Denver’s Western Saloons Resembled English, Irish Pubs

Pulse News Mexico photo/Rich Grant

By RICH GRANT

People have been buying alcoholic drinks in England for more than a thousand years at a variety of taverns, ale houses, coaching inns and grog shops, but what we think of today as a typical English pub didn’t happen until 1830. In the 1700s, to counter distilled spirits imported from Ireland and Scotland, England encouraged distilling corn into gin with the result that William Shakespeare’s “green and pleasant land” endured almost a century of drunkenness. In 1740, there were 9,000 gin shops in London alone.

Pulse News Mexico photo/Rich Grant

In 1830, to encourage more sensible drinking of beer instead of gin, the Duke of Wellington proposed that all taxes on beer be removed and for the price of two guineas anyone could brew and sell beer. Predictably, this had the opposite effect than intended and in one year, 30,000 beer shops opened.

Because many of these first public houses were actually in the brewer’s home, the early “pubs” resembled living rooms, only they were much nicer than the places people lived, with better lighting, more comfortable chairs, games like darts and, of course, beer, conversations, neighbors, music, gossip and laughter. At a time when there was nothing much to do in the evening, the local pub became a great source of joy.
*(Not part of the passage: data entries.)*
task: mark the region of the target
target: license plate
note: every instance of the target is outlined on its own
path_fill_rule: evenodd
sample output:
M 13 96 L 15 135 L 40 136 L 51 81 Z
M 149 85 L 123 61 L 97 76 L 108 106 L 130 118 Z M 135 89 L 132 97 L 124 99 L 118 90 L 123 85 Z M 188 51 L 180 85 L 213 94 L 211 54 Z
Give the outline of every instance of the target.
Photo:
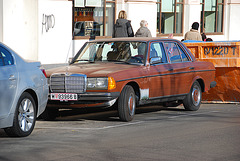
M 51 93 L 51 100 L 77 101 L 77 94 L 74 93 Z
So it’s not surprising that when Denver was founded in 1858 in a gold rush that attracted huge numbers of lonely English and Irish immigrants, the first thing they did was open a pub. It was on Christmas Day 1858, that legendary mountain man Uncle Dick Wootton rolled into town with a wagon of trade goods and barrels of “Taos Lightning,” a concoction of distilled whiskey mixed with raw alcohol, burnt sugar and sometimes a plug of chewing tobacco for flavor.  Wootton’s “Western Saloon” was the first building in Denver with a wood floor. William Byers located his Rocky Mountain News above the saloon, until the relentless gunfire and brawling down below sent him to safer quarters.

Pulse News Mexico photo/Rich Grant

Because while Denver’s saloons were similar to English pubs in that they offered townspeople a nicer place to hang out where they could find companionship and whiskey, on the lawless frontier, these saloons also offered gambling, prostitution and, as the town grew, a crazy collection of outlaws, gunmen, swindlers, dance hall girls, grifters and adventurers.

More than 100,000 men and women passed through Denver in search of gold from 1858 to 1860. Saloons became the government, social and entertainment centers.  The first capitol of Colorado Territory was a saloon, and still is – the Old Capitol Grille in Golden. The Apollo Saloon in Denver built a hall on the second floor where Denver’s first theatrical performances took place – a collection of well known dramas, slapstick comedies and musicals put on by Coronel C.R. Thorne’s Star Company. Encouraged by the success of this performance (tickets sold for the outrageously high price of $2.50) the saloon across the street, Cibola Hall, also built a theatre above the saloon and held auditions for actors. It turned out, almost everyone in Denver was an amateur actor or singer and they all auditioned.

Pulse News Mexico photo/Rich Grant

Most Denver saloons were a far cry from the opulent dance halls depicted in Western movies. In the early days, some had canvas roofs, and most had just one long bar along the side of a wall and a scattering of chairs and tables where gambling would go on 24 hours a day. As Denver gentrified, the old idea of a pub as a “living room” came back into style. Today, the oldest liquor license in Denver is held by the 1893 Buckhorn Exchange. The top floor bar of the Buckhorn has a Victorian seating area that would feel right at home to any pub patron in London, except of course, for the 500 animal heads, Winchester rifles and feathered headdresses on the walls.

Today, Denver and Colorado still offer more than 300 “local pubs,” only now they are called craft breweries. Like English and Irish pubs of old, the breweries close early, usually about 10 pm. Though some have food, you seldom go there for the food. They have patios set aside so you can bring your dog, they are family friendly and cater mostly to neighbors and friends who come to play games and converse. And like the pubs of old, they have real beer on tap, not mass produced lagers. If Charles Dickens, a regular London pub-goer, was still alive, he’d feel right at home in a Denver craft brewery.

 

One comment

  • Don’t forget the German, Czech, etc influences of a corner “Kneipe”. Also, was recently in Dublin: the Brazen Head dates back to 1138. In another, Stag’s Head, the barman apologized that they were only from the 1700s.